Los años ochenta serán los de su travesía en el desierto con su nuevo partido, el CDS, intentando volver a tocar el anhelado poder. A pesar de que su prestigio y el verdadero valor de su trabajo en la Transición iban siendo reconocidos paulatinamente, esto no se traducía en votos. Esta fue también una época de amistades peligrosas para Suárez: Ruiz Mateos, Mario Conde... Porque existe otra versión de Adolfo Suárez que ahora se intenta olvidar, la del Suárez poco escrupuloso con sus negocios, con sus tratos en la sombra... Ya en los años setenta estuvo involucrado en algún escándalo feo, que se tapó como se tapaban esas cosas en la dictadura, como el asunto de ENTURSA o algún otro. En los periodos en los que no ejercía cargos políticos de importancia, nuestro protagonista se entregaba a todo tipo de negocios que le hicieran ganar dinero fácil y rápido.

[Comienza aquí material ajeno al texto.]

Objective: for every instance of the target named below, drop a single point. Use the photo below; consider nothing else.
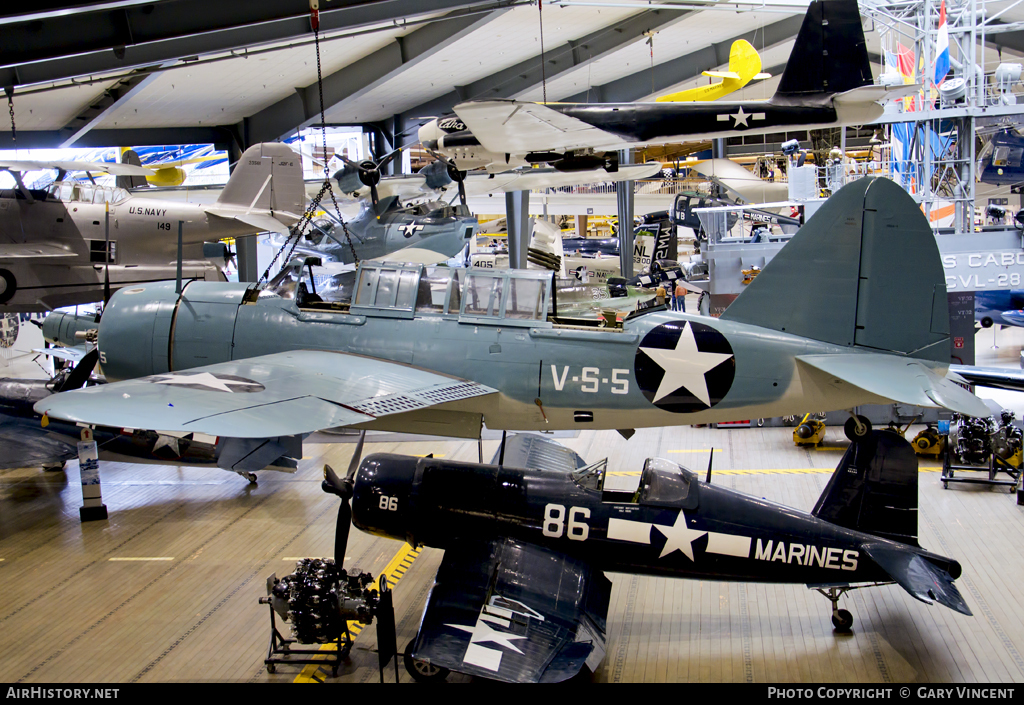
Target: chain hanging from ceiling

Así lo expresa Gregorio Morán:
"(Sus negocios) para un experto económico tenían las características de singularidad de los negocios rápidos, lucrativos y arriesgados, sin olvidar que siempre que se acumulan tales virtudes aparecen también como primos hermanos, la oscuridad, el amiguismo y el privilegio como forma de lograr fortuna."
Necesitaba el dinero para desarrollar su estilo y tácticas para llegar al poder, que no eran otros que el acercamiento a ciertos personajes (llegó, en los sesenta, a comprar una casa junto a la que veraneaba el almirante Carrero Blanco) como Fernández Miranda o el propio príncipe Juan Carlos, los que, según su intuición, iban a ser influyentes en un futuro próximo. Los seducía con una combinación de simpatía, cercanía y peloteo que casi siempre le funcionó. Porque en realidad Adolfo Suárez no era un hombre, en lo intelectual, excesivamente preparado. Había sacado su carrera de derecho sin brillantez y no se lo conocía afición alguna a la lectura. Por contra, era un animal político, con un gran valor personal y una gran capacidad para aceptar el riesgo calculado. Un hombre repleto de contradicciones al que Gregorio Morán ha sabido retratar muy acertadamente, lejos de los escritos adulatorios que hemos tenido que padecer en los últimos días. Merece la pena su lectura, para tener una imagen más ecuánime de un hombre al que tenemos que estar agradecidos por muchas cosas, pero al que también se le podrían haber reprochado otras.